The full text of the article is included below with permission from the ABA. 

Just Say No!  HIPAA and Requests for Reproductive Health Information

On April 22, 2024, the Office of Civil Rights issued a Final Rule titled HIPAA Privacy Rule to Support Reproductive Health Care Privacy (2024 Final Privacy Rule).¹ The 2024 Final Privacy Rule is a narrowing of the general Health Insurance Portability and Accountability Act (HIPAA) disclosure rule that allows covered entities to disclose protected health information (PHI) in specified instances. Although other laws may require additional disclosures, to comply with the 2024 Final Privacy Rule, a covered entity is only required to disclose PHI to the individual the PHI belongs to and to the individual’s personal representative. All other disclosures are permissive. This Final Rule is one of many actions taken by the U.S. Department of Health and Human Services (HHS) to protect access to and privacy of reproductive healthcare after the Supreme Court’s decision in Dobbs v.

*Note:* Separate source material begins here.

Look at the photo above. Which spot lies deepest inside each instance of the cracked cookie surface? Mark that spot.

Jackson Women’s Health Organization that has led to state abortion bans and other restrictions.

This article proposes that covered entities only make the required HIPAA disclosures and discusses compliance hurdles that covered entities may face when refusing to provide requested information in permissive circumstances. This discussion and the suggestions are restricted to the context of reproductive healthcare.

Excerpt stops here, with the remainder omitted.